Professeur docteur de physique, Carlos Henrique de Brito Cruz est Directeur scientifique de la Fondation d’Appui à la Recherche dans l’état de São Paulo – FAPESP – depuis 2005. Membre de l’Académie Brésilienne des Sciences, il a récemment reçu les Palmes académiques françaises honorant ainsi son parcours et son travail au service de la coopération scientifique franco-brésilienne.
Il livre aujourd’hui pour My Little Brasil sa vision du monde scientifique brésilien et nous parle des programmes de la FAPESP pour les étudiants et les entreprises françaises.
Quelles sont les raisons qui vous ont amené à laisser de côté le monde universitaire pour entrer à la FAPESP ?
En réalité, lorsque j’ai intégré la FAPESP, je n’ai pas laissé de côté le monde universitaire. D’une part, parce que je continue aujourd’hui d’avoir des activités de recherche au sein de mon laboratoire à l’UNICAMP et d’autre part, parce qu’au sein de la FAPESP je travaille en étroite relation avec le monde universitaire.

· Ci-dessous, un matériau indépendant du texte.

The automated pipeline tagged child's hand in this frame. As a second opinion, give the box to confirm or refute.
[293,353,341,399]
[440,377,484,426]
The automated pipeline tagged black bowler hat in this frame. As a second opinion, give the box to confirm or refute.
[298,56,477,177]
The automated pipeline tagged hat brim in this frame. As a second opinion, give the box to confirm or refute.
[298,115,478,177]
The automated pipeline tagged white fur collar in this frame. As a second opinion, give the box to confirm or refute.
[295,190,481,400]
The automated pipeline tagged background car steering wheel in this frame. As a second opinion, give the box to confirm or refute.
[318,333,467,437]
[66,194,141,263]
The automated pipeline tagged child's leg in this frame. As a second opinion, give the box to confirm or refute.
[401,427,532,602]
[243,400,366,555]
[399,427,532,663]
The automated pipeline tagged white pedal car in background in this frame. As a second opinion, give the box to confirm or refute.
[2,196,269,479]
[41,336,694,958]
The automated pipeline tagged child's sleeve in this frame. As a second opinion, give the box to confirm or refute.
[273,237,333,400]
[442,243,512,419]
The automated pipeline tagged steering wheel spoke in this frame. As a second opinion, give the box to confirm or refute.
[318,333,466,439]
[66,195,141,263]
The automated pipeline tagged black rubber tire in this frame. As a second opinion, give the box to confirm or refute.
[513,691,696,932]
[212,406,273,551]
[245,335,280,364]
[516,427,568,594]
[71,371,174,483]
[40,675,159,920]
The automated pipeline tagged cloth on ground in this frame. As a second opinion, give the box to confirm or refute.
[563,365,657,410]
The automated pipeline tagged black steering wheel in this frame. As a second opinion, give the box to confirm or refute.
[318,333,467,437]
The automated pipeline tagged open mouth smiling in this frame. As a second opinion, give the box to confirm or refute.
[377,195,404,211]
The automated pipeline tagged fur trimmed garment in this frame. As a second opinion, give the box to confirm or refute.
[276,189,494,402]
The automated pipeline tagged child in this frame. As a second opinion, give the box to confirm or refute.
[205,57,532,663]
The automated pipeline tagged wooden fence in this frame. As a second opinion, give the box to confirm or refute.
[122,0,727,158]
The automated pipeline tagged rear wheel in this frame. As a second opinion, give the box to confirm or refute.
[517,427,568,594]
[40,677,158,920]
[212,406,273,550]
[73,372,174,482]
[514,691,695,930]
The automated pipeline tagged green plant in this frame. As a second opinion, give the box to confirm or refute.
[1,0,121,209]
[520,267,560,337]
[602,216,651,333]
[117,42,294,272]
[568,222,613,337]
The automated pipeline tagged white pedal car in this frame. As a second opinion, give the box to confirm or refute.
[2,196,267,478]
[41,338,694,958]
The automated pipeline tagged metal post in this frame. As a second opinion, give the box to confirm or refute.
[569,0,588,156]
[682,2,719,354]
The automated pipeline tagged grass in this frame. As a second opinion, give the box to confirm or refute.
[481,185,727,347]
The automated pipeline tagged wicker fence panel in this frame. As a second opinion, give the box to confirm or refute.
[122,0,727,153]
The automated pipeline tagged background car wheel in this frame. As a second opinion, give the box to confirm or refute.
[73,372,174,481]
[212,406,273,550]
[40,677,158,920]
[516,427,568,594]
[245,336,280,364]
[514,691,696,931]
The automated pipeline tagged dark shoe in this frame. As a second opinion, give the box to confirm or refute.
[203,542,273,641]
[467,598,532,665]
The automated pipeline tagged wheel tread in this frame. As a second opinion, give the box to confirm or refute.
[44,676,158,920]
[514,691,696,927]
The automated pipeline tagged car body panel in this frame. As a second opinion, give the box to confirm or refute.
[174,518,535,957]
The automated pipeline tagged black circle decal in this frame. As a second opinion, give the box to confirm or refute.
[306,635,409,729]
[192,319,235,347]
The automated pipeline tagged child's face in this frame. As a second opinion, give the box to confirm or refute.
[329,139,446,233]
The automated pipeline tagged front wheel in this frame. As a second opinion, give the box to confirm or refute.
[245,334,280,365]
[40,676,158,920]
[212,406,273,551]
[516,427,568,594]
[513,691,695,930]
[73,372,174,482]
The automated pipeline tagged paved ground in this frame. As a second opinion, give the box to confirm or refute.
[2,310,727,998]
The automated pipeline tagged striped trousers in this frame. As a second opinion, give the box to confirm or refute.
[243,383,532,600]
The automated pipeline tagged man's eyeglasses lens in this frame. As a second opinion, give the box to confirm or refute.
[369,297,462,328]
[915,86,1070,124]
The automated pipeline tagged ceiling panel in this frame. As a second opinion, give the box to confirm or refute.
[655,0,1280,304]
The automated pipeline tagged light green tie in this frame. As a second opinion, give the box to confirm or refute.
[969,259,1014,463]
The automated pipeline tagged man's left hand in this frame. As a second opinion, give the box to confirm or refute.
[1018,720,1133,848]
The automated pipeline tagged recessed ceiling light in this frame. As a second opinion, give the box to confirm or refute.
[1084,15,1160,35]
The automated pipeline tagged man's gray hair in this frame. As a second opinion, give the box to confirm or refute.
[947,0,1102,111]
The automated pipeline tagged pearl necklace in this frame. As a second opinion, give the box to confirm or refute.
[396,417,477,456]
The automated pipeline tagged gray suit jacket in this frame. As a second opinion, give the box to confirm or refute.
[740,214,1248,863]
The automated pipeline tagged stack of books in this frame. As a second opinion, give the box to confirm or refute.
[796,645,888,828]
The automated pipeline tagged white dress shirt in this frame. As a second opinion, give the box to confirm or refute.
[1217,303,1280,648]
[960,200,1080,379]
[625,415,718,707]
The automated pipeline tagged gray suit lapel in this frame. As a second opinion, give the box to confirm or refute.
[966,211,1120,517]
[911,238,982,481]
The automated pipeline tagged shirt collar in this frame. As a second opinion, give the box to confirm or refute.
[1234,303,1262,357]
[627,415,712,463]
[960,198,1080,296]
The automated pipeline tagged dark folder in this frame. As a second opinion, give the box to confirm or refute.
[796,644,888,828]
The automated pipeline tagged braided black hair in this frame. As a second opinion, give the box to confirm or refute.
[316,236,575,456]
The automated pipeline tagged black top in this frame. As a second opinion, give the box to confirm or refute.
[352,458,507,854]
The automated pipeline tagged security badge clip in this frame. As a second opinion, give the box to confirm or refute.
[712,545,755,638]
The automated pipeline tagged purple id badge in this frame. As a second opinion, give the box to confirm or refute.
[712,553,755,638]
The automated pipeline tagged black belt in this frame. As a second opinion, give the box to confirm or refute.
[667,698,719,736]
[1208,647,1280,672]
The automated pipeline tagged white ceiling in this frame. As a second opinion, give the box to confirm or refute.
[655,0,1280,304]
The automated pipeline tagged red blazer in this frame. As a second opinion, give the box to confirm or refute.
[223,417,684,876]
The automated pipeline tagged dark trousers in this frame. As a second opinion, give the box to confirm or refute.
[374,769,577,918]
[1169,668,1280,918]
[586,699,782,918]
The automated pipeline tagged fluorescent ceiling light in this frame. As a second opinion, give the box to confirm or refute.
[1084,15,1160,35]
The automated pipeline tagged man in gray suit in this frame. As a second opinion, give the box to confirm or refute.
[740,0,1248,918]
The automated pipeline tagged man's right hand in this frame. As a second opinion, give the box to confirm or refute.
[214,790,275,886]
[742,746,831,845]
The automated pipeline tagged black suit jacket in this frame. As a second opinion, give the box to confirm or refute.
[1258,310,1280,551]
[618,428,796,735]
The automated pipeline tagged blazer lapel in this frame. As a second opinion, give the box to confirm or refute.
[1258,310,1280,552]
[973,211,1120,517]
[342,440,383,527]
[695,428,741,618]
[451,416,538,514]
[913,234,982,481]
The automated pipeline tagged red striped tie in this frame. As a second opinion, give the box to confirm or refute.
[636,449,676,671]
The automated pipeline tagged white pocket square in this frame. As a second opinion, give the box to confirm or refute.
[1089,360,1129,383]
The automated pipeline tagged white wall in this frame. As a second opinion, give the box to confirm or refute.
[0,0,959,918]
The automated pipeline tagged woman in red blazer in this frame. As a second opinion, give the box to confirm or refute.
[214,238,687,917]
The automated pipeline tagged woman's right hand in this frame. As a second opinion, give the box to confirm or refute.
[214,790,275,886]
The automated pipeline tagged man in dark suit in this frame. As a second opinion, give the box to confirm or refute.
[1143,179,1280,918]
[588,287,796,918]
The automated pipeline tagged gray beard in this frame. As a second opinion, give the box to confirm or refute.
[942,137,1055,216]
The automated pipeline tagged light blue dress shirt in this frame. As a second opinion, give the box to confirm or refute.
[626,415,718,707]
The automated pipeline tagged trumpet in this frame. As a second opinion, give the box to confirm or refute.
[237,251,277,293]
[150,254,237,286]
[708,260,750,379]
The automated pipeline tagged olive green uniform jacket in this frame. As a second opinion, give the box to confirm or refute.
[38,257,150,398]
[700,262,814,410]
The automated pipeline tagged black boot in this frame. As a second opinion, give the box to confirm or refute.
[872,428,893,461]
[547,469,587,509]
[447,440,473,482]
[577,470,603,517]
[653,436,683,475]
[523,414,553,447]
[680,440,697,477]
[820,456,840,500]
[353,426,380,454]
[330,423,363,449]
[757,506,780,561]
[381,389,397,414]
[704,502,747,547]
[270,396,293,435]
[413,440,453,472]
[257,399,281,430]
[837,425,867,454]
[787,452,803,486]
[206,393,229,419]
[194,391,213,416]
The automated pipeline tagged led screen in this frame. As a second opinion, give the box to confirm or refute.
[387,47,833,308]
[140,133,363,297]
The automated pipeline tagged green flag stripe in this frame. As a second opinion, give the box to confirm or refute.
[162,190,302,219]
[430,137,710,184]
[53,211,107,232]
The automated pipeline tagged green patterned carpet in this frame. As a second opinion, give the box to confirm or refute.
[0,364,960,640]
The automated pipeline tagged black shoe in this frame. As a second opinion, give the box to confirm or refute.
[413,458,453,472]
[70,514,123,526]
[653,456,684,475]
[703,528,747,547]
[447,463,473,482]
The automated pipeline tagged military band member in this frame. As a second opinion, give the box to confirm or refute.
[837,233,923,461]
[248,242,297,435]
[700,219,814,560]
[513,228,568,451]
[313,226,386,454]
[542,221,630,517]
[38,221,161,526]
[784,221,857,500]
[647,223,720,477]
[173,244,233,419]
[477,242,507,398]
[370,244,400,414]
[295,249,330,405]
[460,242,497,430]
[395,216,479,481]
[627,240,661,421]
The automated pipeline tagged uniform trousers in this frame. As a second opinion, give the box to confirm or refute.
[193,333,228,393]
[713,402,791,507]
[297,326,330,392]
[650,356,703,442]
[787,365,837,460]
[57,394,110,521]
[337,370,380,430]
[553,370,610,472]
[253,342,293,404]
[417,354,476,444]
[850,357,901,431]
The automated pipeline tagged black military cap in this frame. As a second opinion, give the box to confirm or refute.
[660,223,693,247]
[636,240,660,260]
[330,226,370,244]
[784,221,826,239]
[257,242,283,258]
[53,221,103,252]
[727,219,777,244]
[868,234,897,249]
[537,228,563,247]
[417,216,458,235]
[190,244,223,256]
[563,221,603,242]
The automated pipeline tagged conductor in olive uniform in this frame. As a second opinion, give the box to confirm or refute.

Par ailleurs, lorsque j’étais à l’UNICAMP j’ai toujours exercé des fonctions de gestion et d’administration de la recherche en parallèle à mes activités de recherche.
Comment définirez-vous le rôle de la FAPESP et quel public la fondation vise-t-elle ?
La FAPESP est une fondation publique financée par le contribuable pauliste dont la mission est de soutenir des projets pensés par des chercheurs de l’état de São Paulo. Les activités de la FAPESP consistent principalement à financer des bourses (pour des étudiants de Master, de Doctorats et de Post-doctorats) et des projets de recherche qui se déroulent dans l’état de São Paulo.
La FAPESP dispose également de programmes spécifiques. Nous avons par exemple un programme en pleine croissance qui vise à financer des projets de recherche collaborative entre des universités et des entreprises. Nous finançons également un programme d’appui aux PME innovantes. Concernant ce dernier, nous validons une moyenne de trois projets par semaine.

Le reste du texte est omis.